The measure requires the state Board of Education and private schools that participate in a state-funded textbook program to teach an age-appropriate sexual abuse and assault awareness and prevention curriculum.

Similar material is already taught in public schools starting in fourth grade, according to the Maryland State Department of Education.

But Del. Eric Luedtke, a Montgomery County Democrat and the bill’s sponsor, said the new curriculum could start as early as kindergarten and continue in some form through high school. 

"It would be integrated into the curriculum, the existing health curriculum," he said. "It tells kids that if you're uncomfortable with a way an adult is touching you, that you need to report it to somebody else."

Similar legislation has already passed in 26 states. Many states refer to it as “Erin’s Law,” for Erin Merryn, a survivor of childhood sexual abuse who advocates for the laws.

Merryn, who lives in the suburbs of Chicago, said she was abused as a child. First, by a friend's uncle for two years beginning when she was 6. Then by her own cousin when she was 11.

“The only message I ever got was to keep it a secret, from my perpetrators," she said. "They said no one will believe you. This is our little secret."

Several years ago, it occurred to her that schools had fire drills and tornado drills, but no lessons on how to handle what happened to her.

“We put so much emphasis on stranger danger in schools, but the reality is 92 percent of the time kids are being sexually abused by someone we know and trust," she said.

Childhood sexual abuse is incredibly common.

“We saw well over 500 kids in the last year who have been victims of sexual abuse here in Baltimore City, and that's just a fraction of the problem because we know from years of studies that only one out of 10 kids report abuse," said Adam Rosenberg, executive director of the Baltimore Child Abuse Center.

He said he has no expectations this bill would stop abuse. But he hopes that it would at least encourage more victims to come forward.

The research on what sort of effect the law might have is unclear.

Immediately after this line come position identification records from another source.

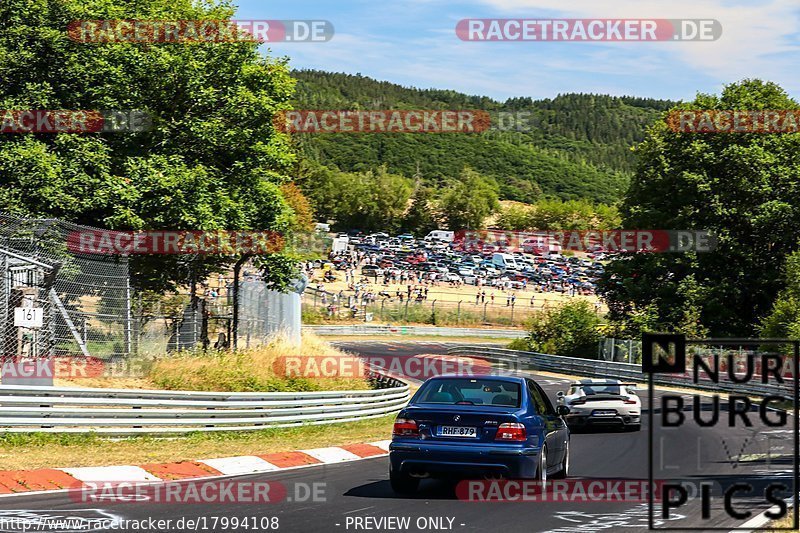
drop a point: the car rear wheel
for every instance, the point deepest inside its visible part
(541, 470)
(402, 483)
(564, 472)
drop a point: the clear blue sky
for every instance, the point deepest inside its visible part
(413, 42)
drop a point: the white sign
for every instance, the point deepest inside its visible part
(28, 317)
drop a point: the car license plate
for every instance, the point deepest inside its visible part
(457, 431)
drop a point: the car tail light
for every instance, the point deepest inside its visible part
(511, 432)
(405, 427)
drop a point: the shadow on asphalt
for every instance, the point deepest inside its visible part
(429, 489)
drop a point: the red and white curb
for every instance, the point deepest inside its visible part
(16, 482)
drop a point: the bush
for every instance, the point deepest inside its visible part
(570, 330)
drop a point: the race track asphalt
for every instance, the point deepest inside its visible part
(356, 496)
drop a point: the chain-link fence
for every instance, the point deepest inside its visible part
(620, 350)
(55, 301)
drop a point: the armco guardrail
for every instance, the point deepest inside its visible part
(358, 329)
(608, 369)
(26, 409)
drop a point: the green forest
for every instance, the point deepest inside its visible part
(578, 146)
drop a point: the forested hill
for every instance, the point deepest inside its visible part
(579, 146)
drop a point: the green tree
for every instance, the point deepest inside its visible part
(745, 188)
(468, 201)
(420, 219)
(212, 160)
(570, 330)
(783, 320)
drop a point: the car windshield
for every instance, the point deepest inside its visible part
(471, 392)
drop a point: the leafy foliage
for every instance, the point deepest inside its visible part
(559, 215)
(570, 330)
(577, 145)
(743, 187)
(212, 160)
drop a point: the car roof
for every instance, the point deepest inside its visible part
(494, 377)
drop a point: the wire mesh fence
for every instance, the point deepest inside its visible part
(74, 303)
(620, 350)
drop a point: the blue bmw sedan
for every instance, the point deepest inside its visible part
(468, 426)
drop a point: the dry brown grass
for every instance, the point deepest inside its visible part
(255, 370)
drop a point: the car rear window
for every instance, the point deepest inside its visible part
(469, 391)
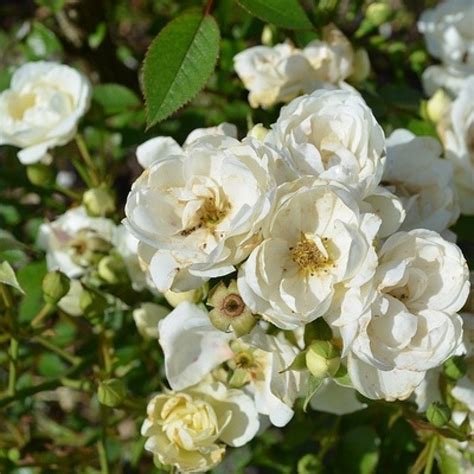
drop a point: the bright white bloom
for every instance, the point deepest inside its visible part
(199, 212)
(155, 148)
(75, 241)
(448, 32)
(189, 430)
(332, 57)
(42, 108)
(317, 249)
(333, 135)
(147, 316)
(422, 180)
(457, 134)
(273, 75)
(193, 347)
(412, 326)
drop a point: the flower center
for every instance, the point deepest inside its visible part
(210, 213)
(309, 256)
(20, 104)
(233, 305)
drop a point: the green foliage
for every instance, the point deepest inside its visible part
(284, 13)
(178, 64)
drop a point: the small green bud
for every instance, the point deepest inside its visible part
(192, 296)
(41, 175)
(111, 393)
(92, 304)
(438, 414)
(230, 311)
(55, 285)
(378, 13)
(455, 367)
(322, 359)
(112, 269)
(361, 66)
(99, 201)
(309, 464)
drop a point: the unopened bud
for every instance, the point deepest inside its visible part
(55, 285)
(361, 66)
(322, 359)
(230, 311)
(258, 131)
(455, 367)
(99, 201)
(192, 296)
(438, 414)
(111, 392)
(92, 304)
(378, 13)
(438, 105)
(112, 269)
(41, 175)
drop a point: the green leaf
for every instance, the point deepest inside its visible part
(178, 64)
(115, 98)
(284, 13)
(314, 383)
(8, 277)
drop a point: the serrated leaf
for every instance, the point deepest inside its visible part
(314, 384)
(284, 13)
(178, 64)
(8, 277)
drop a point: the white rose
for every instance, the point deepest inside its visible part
(457, 134)
(147, 316)
(332, 57)
(189, 430)
(198, 213)
(42, 108)
(317, 248)
(333, 135)
(422, 180)
(448, 31)
(273, 75)
(74, 241)
(193, 347)
(153, 149)
(412, 326)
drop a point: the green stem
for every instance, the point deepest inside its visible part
(67, 192)
(431, 454)
(84, 152)
(56, 349)
(44, 311)
(12, 370)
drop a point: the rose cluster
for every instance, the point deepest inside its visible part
(323, 261)
(309, 263)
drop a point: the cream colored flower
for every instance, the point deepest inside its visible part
(448, 32)
(317, 250)
(422, 180)
(193, 347)
(332, 57)
(189, 430)
(147, 316)
(332, 135)
(412, 326)
(457, 135)
(198, 213)
(42, 108)
(273, 75)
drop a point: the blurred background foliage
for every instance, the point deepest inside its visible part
(56, 426)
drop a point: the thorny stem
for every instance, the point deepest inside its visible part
(433, 443)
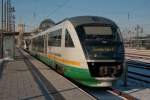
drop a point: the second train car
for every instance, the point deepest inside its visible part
(87, 49)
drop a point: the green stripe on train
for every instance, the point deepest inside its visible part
(77, 74)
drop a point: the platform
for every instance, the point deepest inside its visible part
(17, 82)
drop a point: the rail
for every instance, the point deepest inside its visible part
(137, 75)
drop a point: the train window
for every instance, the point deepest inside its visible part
(54, 38)
(68, 40)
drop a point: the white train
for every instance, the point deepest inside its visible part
(87, 49)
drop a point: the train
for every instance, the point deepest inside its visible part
(86, 49)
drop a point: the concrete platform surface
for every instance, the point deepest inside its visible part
(17, 82)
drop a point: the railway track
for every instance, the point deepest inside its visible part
(139, 71)
(108, 94)
(137, 55)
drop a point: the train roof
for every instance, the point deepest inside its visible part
(80, 20)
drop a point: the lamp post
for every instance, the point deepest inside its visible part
(1, 51)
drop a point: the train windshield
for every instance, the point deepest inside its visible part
(101, 42)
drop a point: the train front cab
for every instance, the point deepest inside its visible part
(100, 51)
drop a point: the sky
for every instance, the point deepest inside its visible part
(126, 13)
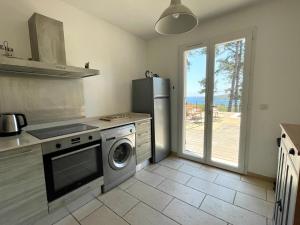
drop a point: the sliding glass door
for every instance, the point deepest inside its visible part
(213, 99)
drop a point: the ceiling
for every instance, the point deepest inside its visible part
(139, 16)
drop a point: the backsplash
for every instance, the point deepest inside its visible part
(42, 99)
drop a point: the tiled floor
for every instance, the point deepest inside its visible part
(177, 191)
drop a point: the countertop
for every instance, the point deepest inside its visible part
(293, 131)
(25, 139)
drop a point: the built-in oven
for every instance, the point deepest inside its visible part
(70, 163)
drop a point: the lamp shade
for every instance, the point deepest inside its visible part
(176, 19)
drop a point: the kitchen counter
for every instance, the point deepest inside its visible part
(25, 139)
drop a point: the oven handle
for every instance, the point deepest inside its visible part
(72, 153)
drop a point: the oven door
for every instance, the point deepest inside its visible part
(71, 168)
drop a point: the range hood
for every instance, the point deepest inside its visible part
(28, 67)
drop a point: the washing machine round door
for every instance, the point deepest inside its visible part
(120, 154)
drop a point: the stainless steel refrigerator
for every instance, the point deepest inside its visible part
(152, 95)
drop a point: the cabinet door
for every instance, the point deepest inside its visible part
(290, 196)
(22, 186)
(280, 185)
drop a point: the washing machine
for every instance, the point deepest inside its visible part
(118, 155)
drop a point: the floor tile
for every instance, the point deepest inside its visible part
(231, 213)
(189, 215)
(68, 220)
(127, 183)
(118, 201)
(258, 182)
(270, 196)
(149, 178)
(198, 172)
(151, 196)
(225, 173)
(142, 214)
(188, 162)
(254, 204)
(215, 190)
(171, 163)
(104, 216)
(172, 174)
(241, 186)
(152, 167)
(87, 209)
(182, 192)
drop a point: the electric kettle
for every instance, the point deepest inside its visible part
(12, 123)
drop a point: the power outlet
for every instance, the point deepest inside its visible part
(263, 106)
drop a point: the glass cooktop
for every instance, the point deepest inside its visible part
(60, 130)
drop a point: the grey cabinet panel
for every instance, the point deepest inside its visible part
(22, 186)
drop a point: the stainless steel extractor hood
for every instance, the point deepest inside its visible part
(48, 52)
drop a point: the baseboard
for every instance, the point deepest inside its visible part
(262, 177)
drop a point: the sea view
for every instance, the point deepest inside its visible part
(200, 100)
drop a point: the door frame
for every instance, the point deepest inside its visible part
(248, 34)
(181, 101)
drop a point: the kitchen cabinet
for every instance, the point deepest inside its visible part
(287, 206)
(143, 141)
(22, 186)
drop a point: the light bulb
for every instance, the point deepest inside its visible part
(176, 15)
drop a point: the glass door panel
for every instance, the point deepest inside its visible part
(195, 101)
(226, 108)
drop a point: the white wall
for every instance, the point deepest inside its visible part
(119, 55)
(275, 77)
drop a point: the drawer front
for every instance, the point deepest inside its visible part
(142, 126)
(22, 186)
(292, 152)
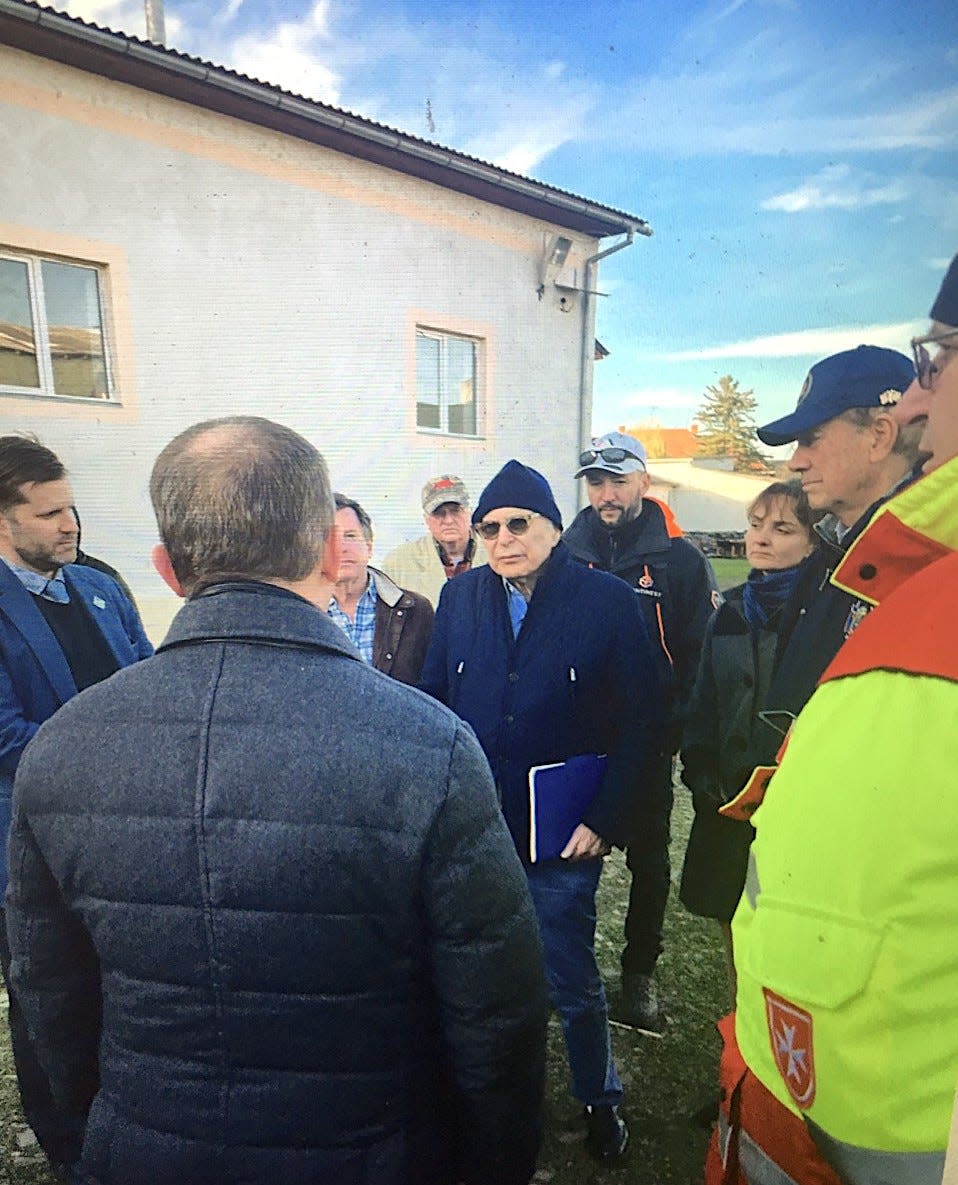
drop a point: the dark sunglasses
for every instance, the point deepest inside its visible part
(489, 529)
(613, 455)
(926, 366)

"Rates of sexual abuse and sexual assault have been going down, and going down almost everywhere, in places that have Erin's Law and places that haven't," said David Finkelhor, director of the Crimes Against Children Research Center at the University of New Hampshire. "Some of that may be due to prevention education that is out there in many forms.”

The research does show that children who have this type of education are more likely to report abuse. But there’s not enough proof that the education is the reason they report.

“The fact that rates have been going down suggests that there are things that have been working and this may in fact be one of them," Finkelhor said.

Rosenberg said the measure could have the added benefit of training teachers to recognize signs that a child is being abused, which in turn could help victims of abuse get the sort of support they need.

"It's the same way we've done scoliosis screening forever," Rosenberg said. "We're doing that so we can prevent bad health outcomes from happening later on in life.”

Those outcomes can range from depression and drug and alcohol abuse to heart disease and obesity, according to the Centers for Disease Control and Prevention.

Hogan’s office said the governor has not decided whether he will sign the bill.